***
In the 1920s, the news industry was going through a technological and cultural shift that felt just as unsettling as today's. Urbanization was encouraging smaller papers to consolidate. The invention of the telegraph and the syndication of news brought national and even international news to local readers. This didn't just change how newspapers worked. It changed what newspapers meant.
In the late-1800s, there were papers for every "class, sect, and political group," Gallup said. Local journalism in that time was easy to do. When each writer was a member of his own audience, he could trust that anything interesting to him would be of equal interest to his readers. But as newspapers got bigger, journalists were suddenly writing for massive crowds that included every class, sect, and political group. Suddenly, journalists were writing for people they didn't know at all.

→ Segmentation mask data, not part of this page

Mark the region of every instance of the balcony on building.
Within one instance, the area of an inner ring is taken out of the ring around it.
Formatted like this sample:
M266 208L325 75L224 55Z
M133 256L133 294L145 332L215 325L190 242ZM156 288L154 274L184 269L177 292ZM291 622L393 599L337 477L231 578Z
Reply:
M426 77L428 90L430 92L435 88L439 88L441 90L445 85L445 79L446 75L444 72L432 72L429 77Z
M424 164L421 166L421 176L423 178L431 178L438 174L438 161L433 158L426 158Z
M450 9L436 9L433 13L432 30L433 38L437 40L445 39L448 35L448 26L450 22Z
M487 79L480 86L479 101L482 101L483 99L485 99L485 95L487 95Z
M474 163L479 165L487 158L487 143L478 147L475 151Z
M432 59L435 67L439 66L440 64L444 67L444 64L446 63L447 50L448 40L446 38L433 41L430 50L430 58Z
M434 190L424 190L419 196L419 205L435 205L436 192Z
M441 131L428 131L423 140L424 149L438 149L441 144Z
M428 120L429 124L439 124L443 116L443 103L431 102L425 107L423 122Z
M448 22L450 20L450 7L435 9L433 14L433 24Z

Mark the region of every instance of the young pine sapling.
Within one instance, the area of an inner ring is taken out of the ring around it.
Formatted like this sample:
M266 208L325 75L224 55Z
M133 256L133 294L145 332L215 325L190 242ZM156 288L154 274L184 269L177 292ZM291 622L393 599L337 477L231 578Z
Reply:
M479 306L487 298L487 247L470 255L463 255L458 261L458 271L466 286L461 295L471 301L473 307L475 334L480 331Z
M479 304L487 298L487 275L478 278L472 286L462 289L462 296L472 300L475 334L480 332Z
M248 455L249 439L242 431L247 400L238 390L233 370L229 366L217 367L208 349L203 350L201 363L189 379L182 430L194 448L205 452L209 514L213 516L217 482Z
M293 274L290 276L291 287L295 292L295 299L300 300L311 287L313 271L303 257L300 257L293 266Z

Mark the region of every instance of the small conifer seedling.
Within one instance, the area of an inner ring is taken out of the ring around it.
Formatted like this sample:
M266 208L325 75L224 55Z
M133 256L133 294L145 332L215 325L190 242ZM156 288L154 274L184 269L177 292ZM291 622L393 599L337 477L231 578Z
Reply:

As newspapers got bigger, they were also getting less news-y, Gallup observed. The role of the press as "the chief agency for instructing and informing the mass of people" had diminished with the growth of public schools. The 1920s marked the beginning of the movement for mandatory public schooling, and Gallup predicted that schools were naturally taking over for newspapers as America's predominant source of serious information.
The other trend pushing newspapers out of the news business, he said, was industrialization and the routinization of work. When somebody is doing the same thing over and over again throughout the day, he doesn't want vegetables when he takes a break to read the newspaper, Gallup said. He wants candies. "If fails to find it in his newspaper, he will look elsewhere," he wrote.
How did Gallup know that audiences wanted candy? Because he went to their homes and watched them read the paper.
* * *
It's ironic that Gallup, the name we associate with polling, became famous for pointing out that readers lie in polls.
In 1920s newspaper surveys, readers reported that they enjoyed hard news on the front page. (That's what we still say in polls...) Gallup thought these readers were lying. (... and we're still lying!) But how to prove it?
Today, it's easy work. Software like Chartbeat, Omniture, and Google Analytics can tell publishers how many people are on a site, where they click, and how long they stay. But in 1928, newspapers were saddled with flawed feedback metrics. Circulation records described the journey of each paper, but not what readers read when they opened the bundle. Complaints and responses—i.e.: letters to the editor, or their modern-day equivalent, the comment under the article—are an honest source of feedback, but they represent an "articulate minority" of readers that's a caricature of the true audience.
Gallup's solution was to treat newspaper readers like an anthropologist. He would observe them in their own environments—in their own living rooms. He sent interviewers into Iowans' homes to sit across a table from subscribers and go through the day’s paper, marking each column and cartoon as read or unread. He called it "the Iowa Method.”